L’unghia del tempo

L’unghia del tempo

È una raccolta di rara compattezza stilistica, ma ancor più tematica, Il moto delle cose di Giancarlo Pontiggia (Mondadori 2017).

Non c’è una sola poesia che si presenti a latere o distante dall’impianto generale. Dunque è una vera, necessaria raccolta, dove ogni testo si rafforza di senso e intensità nel quadro d’insieme.

L’universo, l’unghia del tempo e l’interrogarsi continuo sul senso non solo della propria vita, ma dell’Essere in quanto tale, sono i temi fondamentali che attraversano tutte le pagine. Fin dall’inizio ci si muove alla ricerca di un’origine di un attuale Caos che le conoscenze scientifiche moderne hanno esteso in maniera smisurata.

Contemplare o pensare l’universo significa infrangere la mente: …” sugli scogli/ ondosi, flagellati / da crespe dense di fuoco, erosi / dalla furia / gemmata degli elementi” (pp.15-16).
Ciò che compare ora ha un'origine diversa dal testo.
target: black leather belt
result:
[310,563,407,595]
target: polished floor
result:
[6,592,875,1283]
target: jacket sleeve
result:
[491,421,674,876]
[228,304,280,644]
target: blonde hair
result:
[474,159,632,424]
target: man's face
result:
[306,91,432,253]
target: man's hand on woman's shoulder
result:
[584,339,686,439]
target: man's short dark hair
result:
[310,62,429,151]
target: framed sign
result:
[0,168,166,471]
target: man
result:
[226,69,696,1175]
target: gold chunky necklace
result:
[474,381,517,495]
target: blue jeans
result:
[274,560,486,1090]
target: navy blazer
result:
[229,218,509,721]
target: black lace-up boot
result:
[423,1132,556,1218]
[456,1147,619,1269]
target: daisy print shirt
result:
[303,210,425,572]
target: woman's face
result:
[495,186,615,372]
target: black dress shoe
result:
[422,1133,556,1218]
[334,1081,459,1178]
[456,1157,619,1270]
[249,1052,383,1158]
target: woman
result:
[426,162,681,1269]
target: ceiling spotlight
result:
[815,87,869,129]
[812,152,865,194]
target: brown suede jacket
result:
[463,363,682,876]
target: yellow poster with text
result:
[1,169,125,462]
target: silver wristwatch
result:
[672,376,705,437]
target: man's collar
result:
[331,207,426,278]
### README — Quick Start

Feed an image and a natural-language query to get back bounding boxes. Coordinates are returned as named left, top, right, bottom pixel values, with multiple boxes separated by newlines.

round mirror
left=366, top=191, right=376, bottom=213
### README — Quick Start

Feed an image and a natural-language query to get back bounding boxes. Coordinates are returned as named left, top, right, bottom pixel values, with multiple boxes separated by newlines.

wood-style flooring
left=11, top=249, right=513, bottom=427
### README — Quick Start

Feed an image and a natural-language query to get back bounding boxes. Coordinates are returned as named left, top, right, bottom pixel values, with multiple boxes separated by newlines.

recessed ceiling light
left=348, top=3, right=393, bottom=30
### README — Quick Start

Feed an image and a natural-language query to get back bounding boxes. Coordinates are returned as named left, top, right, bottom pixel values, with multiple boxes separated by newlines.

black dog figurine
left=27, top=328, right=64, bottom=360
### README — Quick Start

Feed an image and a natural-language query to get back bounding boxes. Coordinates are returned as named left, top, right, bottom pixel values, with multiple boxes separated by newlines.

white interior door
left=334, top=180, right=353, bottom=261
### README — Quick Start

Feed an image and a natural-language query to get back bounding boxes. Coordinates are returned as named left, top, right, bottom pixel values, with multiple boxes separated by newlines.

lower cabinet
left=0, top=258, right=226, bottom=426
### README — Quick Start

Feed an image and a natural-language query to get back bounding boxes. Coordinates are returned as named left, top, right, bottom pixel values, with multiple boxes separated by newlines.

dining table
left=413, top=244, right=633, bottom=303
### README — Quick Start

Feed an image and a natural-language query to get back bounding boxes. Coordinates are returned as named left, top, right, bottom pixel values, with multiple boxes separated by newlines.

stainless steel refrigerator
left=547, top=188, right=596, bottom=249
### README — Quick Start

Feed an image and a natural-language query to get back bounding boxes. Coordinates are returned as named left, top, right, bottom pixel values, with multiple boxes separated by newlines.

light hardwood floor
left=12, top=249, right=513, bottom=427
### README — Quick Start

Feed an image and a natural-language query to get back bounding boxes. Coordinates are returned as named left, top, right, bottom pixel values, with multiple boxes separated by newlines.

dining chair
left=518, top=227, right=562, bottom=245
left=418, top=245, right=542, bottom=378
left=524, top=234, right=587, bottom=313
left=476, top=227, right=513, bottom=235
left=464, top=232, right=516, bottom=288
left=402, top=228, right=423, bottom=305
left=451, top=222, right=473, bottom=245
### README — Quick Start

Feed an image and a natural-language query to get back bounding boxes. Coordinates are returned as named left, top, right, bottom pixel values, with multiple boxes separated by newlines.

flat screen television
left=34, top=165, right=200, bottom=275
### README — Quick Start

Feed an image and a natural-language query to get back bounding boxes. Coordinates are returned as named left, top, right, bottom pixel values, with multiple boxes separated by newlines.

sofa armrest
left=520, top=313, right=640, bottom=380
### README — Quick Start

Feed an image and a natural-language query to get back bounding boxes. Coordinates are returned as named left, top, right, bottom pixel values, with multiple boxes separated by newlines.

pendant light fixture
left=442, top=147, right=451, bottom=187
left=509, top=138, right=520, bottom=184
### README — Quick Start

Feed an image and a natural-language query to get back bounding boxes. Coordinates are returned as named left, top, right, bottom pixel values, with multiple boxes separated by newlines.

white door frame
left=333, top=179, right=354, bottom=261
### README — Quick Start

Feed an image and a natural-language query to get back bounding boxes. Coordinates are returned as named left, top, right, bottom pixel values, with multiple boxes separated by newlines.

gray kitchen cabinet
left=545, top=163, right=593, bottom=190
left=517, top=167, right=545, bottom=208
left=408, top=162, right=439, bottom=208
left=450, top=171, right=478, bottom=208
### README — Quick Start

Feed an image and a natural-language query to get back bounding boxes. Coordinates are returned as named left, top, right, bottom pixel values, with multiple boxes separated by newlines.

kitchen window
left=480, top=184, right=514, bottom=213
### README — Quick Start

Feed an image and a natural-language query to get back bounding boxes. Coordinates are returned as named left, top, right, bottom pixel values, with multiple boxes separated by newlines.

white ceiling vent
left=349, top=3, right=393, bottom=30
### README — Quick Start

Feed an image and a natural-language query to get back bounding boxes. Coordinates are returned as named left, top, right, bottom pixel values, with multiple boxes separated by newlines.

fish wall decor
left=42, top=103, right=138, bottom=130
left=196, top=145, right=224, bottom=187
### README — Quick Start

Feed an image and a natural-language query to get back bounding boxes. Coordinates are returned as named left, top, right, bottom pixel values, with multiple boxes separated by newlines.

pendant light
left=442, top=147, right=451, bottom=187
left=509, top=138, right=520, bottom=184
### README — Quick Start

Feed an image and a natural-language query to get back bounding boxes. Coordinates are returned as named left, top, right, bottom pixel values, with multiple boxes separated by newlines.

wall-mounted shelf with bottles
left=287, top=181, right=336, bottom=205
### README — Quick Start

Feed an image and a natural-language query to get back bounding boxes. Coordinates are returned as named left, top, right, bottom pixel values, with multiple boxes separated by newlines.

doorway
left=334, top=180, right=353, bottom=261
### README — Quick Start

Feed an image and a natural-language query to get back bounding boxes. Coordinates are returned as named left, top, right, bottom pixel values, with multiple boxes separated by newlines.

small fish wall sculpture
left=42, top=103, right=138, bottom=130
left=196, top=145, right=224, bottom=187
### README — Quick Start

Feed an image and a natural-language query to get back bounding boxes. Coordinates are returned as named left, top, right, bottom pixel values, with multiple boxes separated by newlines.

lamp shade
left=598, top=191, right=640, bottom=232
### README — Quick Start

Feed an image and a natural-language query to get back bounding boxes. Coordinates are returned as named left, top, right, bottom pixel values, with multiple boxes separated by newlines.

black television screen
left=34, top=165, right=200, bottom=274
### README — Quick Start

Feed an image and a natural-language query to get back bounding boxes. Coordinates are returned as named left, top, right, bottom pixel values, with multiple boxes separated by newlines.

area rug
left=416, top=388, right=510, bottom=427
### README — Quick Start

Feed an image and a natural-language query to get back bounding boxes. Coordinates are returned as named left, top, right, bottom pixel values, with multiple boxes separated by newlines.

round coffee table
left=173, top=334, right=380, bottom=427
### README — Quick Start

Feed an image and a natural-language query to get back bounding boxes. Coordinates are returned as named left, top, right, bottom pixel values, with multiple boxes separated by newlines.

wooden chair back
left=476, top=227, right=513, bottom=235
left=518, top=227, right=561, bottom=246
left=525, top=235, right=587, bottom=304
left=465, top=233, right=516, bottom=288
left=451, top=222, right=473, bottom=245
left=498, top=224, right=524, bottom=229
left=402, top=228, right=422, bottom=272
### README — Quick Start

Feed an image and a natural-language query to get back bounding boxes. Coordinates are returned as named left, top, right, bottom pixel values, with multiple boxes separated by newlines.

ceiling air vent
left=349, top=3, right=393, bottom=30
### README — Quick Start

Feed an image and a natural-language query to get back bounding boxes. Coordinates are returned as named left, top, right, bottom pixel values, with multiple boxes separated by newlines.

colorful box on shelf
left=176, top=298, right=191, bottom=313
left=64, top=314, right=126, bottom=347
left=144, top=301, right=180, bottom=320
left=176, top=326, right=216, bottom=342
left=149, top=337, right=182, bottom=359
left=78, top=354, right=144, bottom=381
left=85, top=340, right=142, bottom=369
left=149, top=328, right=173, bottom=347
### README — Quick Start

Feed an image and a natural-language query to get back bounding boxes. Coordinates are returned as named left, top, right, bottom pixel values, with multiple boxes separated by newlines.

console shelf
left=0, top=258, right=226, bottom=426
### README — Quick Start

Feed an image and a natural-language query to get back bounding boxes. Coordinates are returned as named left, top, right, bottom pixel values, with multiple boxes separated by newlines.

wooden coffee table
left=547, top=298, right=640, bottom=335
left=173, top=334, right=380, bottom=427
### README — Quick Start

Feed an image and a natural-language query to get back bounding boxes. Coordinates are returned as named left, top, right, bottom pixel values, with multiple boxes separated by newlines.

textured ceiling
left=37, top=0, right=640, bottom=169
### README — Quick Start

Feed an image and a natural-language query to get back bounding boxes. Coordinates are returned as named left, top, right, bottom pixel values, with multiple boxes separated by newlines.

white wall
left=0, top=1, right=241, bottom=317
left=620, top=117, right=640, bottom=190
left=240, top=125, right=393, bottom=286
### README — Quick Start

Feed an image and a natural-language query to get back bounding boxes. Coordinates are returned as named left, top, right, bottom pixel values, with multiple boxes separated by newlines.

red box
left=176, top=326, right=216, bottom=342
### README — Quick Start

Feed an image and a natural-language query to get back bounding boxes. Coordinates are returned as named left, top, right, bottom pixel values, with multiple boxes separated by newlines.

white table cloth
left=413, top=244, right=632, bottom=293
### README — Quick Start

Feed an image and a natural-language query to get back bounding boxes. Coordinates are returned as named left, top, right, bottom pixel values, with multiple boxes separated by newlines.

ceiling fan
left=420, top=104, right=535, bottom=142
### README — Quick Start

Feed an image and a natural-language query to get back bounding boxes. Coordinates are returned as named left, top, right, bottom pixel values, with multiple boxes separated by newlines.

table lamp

È un universo ctonio, denso di grumi e materia, sia pure rischiarato a tratti da grandi spazi d’azzurro, quello che incontriamo in queste pagine. Certo c’è anche:

il respiro

possente, luminoso

del mondo, la sua forte quiete, il suo

operoso, micidiale

moto. (p.16)

Ma questa luce deve fare i conti con la botola scura e smisurata della materia. E i velami del mondo, le luci stupefacenti s’inabissano “in una voragine di fuoco”.
L’unghia del tempo s’imprime su ogni cosa, ma colpisce con più forza tutto ciò che è animato.

Poesia di pensiero dunque, ma un pensiero che si sostanzia d’immagini assolute, un pensiero che mi ricorda la ricerca filosofica e, in qualche modo poetica, dei presocratrici tesa alla ricerca di un comune principio, d’un senso delle cose. E poi bisogna starci nella vita e non per dovere o semplice necessità, ma per amore della stessa, e mendicare un po’ della vita calda e inebriante anche delle città apocalittiche, della gente che non si ama. La contemplazione o il pensiero dell’Essere comporta certo un senso di finitudine che mai però sfocia in una percezione nichilista e negativa.

Non mi sembra presente una precisa speranza metafisica e neppure una sua risoluta negazione. E non ci sono certezze: “Ma cos’è il meglio? Il silenzio mistico / di chi contempla il muro, spoglio, di una cella / o il frastornante rumore del mondo?” (p.93).

Resiste lo stupore, se non il dono della nascita, nonostante questo essere precipitati dentro il ribollire delle cose, ma ci sono anche luci e piove e soli dinanzi agli occhi che s’aprono al mondo.

La perenne domanda acquista un vago sapore leopardiano: il Leopardi del pastore che interroga la luna sul senso delle cose. Qui non c’è una conclusione sconsolata che fa perno sull’indifferenza della natura, ma non s’individua neppure una qualche facile consolazione.

E torna spesso questo senso di finitudine. Certo la foglia (è da Omero che l’immagine della foglia che il vento disperde ci accompagna senza che abbia perso nulla della sua forza) può accomiatarsi docile e leggera dal tutto, ma l’uomo no, lui è consapevole. Consapevole che le cose senza vita, il muro, il letto gli sopravviveranno: ed anche i versi del poeta potranno sopravvivere al suo autore, ma saranno altri a leggerli, lui non ci sarà.

La perfezione della forma, priva di ogni virtuosismo, non nasconde il dramma dell’esserci e dell’interrogarsi. Bisogna tenere un atteggiamento forte e composto, come la ginestra di leopardiana memoria e usare uno stile asciutto e preciso:

Pochi versi, ma veri.

Valgano per te, come per me.

Che siano limpidi-per guardare il cielo

alto-

e severi, se così è il tuo animo. (p.17)

Qui sta tanta parte della poetica di Pontiggia. E questo libro, forse il suo più rigoroso ed assoluto, la rispecchia in modo perfetto.